Title: | Testing Neighbor Effects in Marker-Based Regressions |
Version: | 1.2.5 |
Description: | To incorporate neighbor genotypic identity into genome-wide association studies, the package provides a set of functions for variation partitioning and association mapping. The theoretical background of the method is described in Sato et al. (2021) <doi:10.1038/s41437-020-00401-w>. |
License: | GPL-3 |
Encoding: | UTF-8 |
RoxygenNote: | 7.3.2 |
Maintainer: | Yasuhiro Sato <sato.yasuhiro.36c@kyoto-u.jp> |
Suggests: | knitr, rmarkdown, testthat |
VignetteBuilder: | knitr |
Imports: | gaston, Matrix, RcppParallel, stats, graphics |
NeedsCompilation: | no |
Packaged: | 2025-04-23 03:18:03 UTC; yasuhirosato |
Author: | Yasuhiro Sato |
Repository: | CRAN |
Date/Publication: | 2025-04-23 03:30:02 UTC |
rNeigborGWAS: Testing Neighbor Effects in Marker-based Regressions
Description
This package provides a set of functions to test neighbor effects in genome-wide association studies. The neighbor effects are estimated using the Ising model of ferromagnetism. See Sato et al. (2021) for motivation and modeling.
Details
The flow of neighbor GWAS consists of two steps, (i) variation partitioning and (ii) association mapping.

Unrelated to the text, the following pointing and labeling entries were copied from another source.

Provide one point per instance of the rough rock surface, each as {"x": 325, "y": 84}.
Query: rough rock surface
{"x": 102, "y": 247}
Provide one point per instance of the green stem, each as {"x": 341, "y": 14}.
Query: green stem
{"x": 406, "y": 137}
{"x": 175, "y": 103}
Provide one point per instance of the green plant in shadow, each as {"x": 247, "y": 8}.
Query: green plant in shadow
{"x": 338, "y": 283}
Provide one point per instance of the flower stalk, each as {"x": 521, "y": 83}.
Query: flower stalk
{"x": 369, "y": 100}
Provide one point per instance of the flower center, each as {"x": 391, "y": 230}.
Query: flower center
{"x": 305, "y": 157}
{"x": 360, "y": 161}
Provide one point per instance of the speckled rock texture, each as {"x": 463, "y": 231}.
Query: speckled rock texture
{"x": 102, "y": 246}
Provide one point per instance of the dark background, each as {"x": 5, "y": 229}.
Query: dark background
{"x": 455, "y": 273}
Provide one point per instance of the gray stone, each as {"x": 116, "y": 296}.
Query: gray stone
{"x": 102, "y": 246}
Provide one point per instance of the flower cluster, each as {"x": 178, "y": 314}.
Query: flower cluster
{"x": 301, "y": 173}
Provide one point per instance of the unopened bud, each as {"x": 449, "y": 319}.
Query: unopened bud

In the first step, we compute proportion of phenotypic variation explained by neighbor effects, and estimate their effective area.
In the second step, we test neighbor effects, and map their association score on a genome.
In addition to standard GWAS inputs, spatial information of individuals is required to run these analyses.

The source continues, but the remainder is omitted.